Au huitième et dernier chapitre, les auteurs nous initient « aux règles concernant l’harmonisation de la régulation nationale » [notre traduction][57] en nous présentant trois principaux accords, soit : l’Accord sur les obstacles techniques au commerce[58] ; l’Accord sur l’application des mesures sanitaires et phytosanitaires[59] ; et l’Accord sur les aspects des droits de propriété intellectuelle liés au commerce[60]. Deux sections consécutives abordant les deux premiers accords plus haut cités partagent une certaine symétrie dans la construction du raisonnement des auteurs : l’on y présente alors le champ d’application, les obligations substantives et les dispositions institutionnelles et procédurales. Reprenant ces derniers concepts, mais apportant d’autres aspects, la dernière section du chapitre portant sur le troisième accord propose d’étudier son champ d’application, puis les fondements de principes et de dispositions de l’accord, les obligations spécifiques, les exceptions, les applications des droits à la propriété intellectuelle et les dispositions institutionnelles et procédurales.

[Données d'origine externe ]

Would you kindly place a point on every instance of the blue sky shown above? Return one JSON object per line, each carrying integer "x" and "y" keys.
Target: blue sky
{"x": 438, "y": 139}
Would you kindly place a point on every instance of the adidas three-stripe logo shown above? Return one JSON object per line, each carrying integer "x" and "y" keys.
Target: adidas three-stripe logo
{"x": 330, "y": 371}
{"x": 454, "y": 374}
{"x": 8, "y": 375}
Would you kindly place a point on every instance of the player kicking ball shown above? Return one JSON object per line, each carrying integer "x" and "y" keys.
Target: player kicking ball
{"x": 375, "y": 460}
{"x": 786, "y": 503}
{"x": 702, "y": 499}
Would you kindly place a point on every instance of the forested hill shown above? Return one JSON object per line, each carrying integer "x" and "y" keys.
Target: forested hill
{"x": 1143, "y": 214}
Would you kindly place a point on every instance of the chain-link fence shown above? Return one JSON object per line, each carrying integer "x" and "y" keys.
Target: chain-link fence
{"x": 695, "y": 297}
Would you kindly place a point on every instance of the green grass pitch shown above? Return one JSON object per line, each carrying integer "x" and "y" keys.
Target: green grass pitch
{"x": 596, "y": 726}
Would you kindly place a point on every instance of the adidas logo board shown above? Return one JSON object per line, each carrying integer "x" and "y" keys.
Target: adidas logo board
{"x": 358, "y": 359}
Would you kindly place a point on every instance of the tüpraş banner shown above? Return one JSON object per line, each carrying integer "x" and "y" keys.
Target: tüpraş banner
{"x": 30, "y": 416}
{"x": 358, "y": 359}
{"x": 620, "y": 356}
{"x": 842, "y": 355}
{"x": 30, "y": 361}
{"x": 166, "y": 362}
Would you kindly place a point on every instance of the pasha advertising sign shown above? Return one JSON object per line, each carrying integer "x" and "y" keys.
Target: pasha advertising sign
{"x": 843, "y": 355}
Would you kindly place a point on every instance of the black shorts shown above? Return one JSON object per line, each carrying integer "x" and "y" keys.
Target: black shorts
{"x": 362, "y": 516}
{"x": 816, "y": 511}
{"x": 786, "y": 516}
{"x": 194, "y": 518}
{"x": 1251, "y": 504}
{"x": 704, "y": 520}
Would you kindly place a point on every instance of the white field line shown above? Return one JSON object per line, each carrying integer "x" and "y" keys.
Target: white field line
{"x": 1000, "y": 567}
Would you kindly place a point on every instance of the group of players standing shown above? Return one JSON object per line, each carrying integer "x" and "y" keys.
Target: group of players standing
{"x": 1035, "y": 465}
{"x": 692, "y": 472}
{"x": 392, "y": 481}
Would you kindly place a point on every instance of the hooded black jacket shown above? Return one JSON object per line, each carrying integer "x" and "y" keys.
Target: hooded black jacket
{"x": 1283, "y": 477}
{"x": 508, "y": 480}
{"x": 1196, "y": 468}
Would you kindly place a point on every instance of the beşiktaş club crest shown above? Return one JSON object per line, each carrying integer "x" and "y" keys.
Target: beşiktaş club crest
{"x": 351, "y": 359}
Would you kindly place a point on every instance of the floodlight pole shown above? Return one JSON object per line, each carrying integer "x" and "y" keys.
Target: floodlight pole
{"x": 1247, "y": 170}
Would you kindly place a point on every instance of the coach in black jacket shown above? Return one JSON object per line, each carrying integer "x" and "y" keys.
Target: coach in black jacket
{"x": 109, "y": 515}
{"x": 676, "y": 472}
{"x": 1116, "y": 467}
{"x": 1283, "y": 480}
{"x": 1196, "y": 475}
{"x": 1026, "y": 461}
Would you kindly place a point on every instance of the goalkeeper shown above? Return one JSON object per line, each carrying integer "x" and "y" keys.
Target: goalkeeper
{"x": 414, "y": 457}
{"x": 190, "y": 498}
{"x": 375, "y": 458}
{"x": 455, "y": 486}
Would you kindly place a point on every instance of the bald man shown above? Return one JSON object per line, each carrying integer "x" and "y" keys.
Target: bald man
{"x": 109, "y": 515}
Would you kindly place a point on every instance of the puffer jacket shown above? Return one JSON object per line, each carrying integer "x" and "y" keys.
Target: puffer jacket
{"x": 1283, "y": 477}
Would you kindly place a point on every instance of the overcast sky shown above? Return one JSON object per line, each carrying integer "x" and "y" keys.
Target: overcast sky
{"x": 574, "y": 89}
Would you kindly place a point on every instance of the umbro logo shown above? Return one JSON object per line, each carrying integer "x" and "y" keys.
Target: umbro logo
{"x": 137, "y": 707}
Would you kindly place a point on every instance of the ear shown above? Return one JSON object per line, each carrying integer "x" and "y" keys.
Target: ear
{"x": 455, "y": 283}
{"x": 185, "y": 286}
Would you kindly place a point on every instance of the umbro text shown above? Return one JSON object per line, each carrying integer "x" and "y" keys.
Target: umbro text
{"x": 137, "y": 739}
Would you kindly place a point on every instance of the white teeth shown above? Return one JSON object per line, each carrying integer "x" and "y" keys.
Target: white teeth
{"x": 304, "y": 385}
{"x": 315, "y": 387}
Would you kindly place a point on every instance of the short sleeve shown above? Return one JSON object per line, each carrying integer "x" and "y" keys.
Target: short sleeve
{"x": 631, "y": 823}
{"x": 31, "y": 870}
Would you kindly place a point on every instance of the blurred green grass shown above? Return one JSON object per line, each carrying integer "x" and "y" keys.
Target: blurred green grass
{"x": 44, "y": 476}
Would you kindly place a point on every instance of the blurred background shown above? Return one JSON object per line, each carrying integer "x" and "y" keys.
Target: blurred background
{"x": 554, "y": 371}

Finalement, cet ouvrage appréciable pour le lecteur débutant en commerce international et en droit économique est en fait un outil d’apprentissage agréable à parcourir dans le but de saisir les fondements du droit de l’OMC. Ce dernier se lit notamment à travers l’explication maître des auteurs, mais aussi à travers l’exemple de la jurisprudence et grâce à la contextualisation d’articles du statut de l’OMC et d’autres accords économiques multilatéraux. La mise en page originale assure une fluidité dans la lecture, décompressant des passages parfois techniques à travers l’usage d’éléments visuels et stylistiques : des encadrés divers proposent à la fois des éléments de réflexion et d’apprentissage, permettant une immersion rapide au sein de la jurisprudence, de sujets d’actualité, de citations célèbres sur le commerce et le droit, de débats au sein de la communauté d’experts ou bien d’approfondissements supplémentaires sur des cas énoncés. Les auteurs font aussi l’usage de puces pour d’abord synthétiser l’information au coeur des chapitres en des termes plus légers et ensuite permettre au lecteur d’appréhender avec justesse la suite de l’exposé. De plus, une liste de lectures complémentaires est ajoutée à la fin de chacun des chapitres, promettant ainsi l’approfondissement des connaissances acquises précédemment. Toutefois, le contenu de ces suppléments est complètement anglophone, ce qui peut laisser le lecteur francophone sur son appétit. Également, des tables et des figures de hiérarchisations sont employées pour imager des structures alors complexes. Puis, dans une perspective académique, les auteurs nous proposent une liste de banques de données en annexe.

Les sujets qui ont ponctué cet ouvrage s’inscrivent dans les thèmes classiques de la littérature sur l’OMC. Néanmoins, l’importance régulière que les auteurs portent aux PED dans les divers chapitres, comme l’introduction de sujets de débats par le biais d’encadrés rapides, nous propose un aperçu de thèmes plus actuels, bien que pas systématiquement à l’avant-garde des débats contemporains comme peuvent l’être la protection de l’environnement et des travailleurs. Ils sont notamment : la gouvernance et la relation nord-sud dans l’OMC[61] ; la crise de l’OA[62] ; le « e-commerce »[63] ; la guerre commerciale sino-américaine[64] ; la distance entre le dumping « moral » et le unfair trade[65] ; la formation impartiale des panels[66]. Finalement, cet ouvrage a été référé à quelques reprises ces dernières années par des auteurs d’articles scientifiques, notamment sur des aspects comme la structure de l’OMC et les mécanismes de règlement de différends. Comme quoi le travail de Peter Van den Bossche et de Denise Prévost constitue une excellente ressource sur les fondements et les bases de l’OMC, même pour les plus habitués.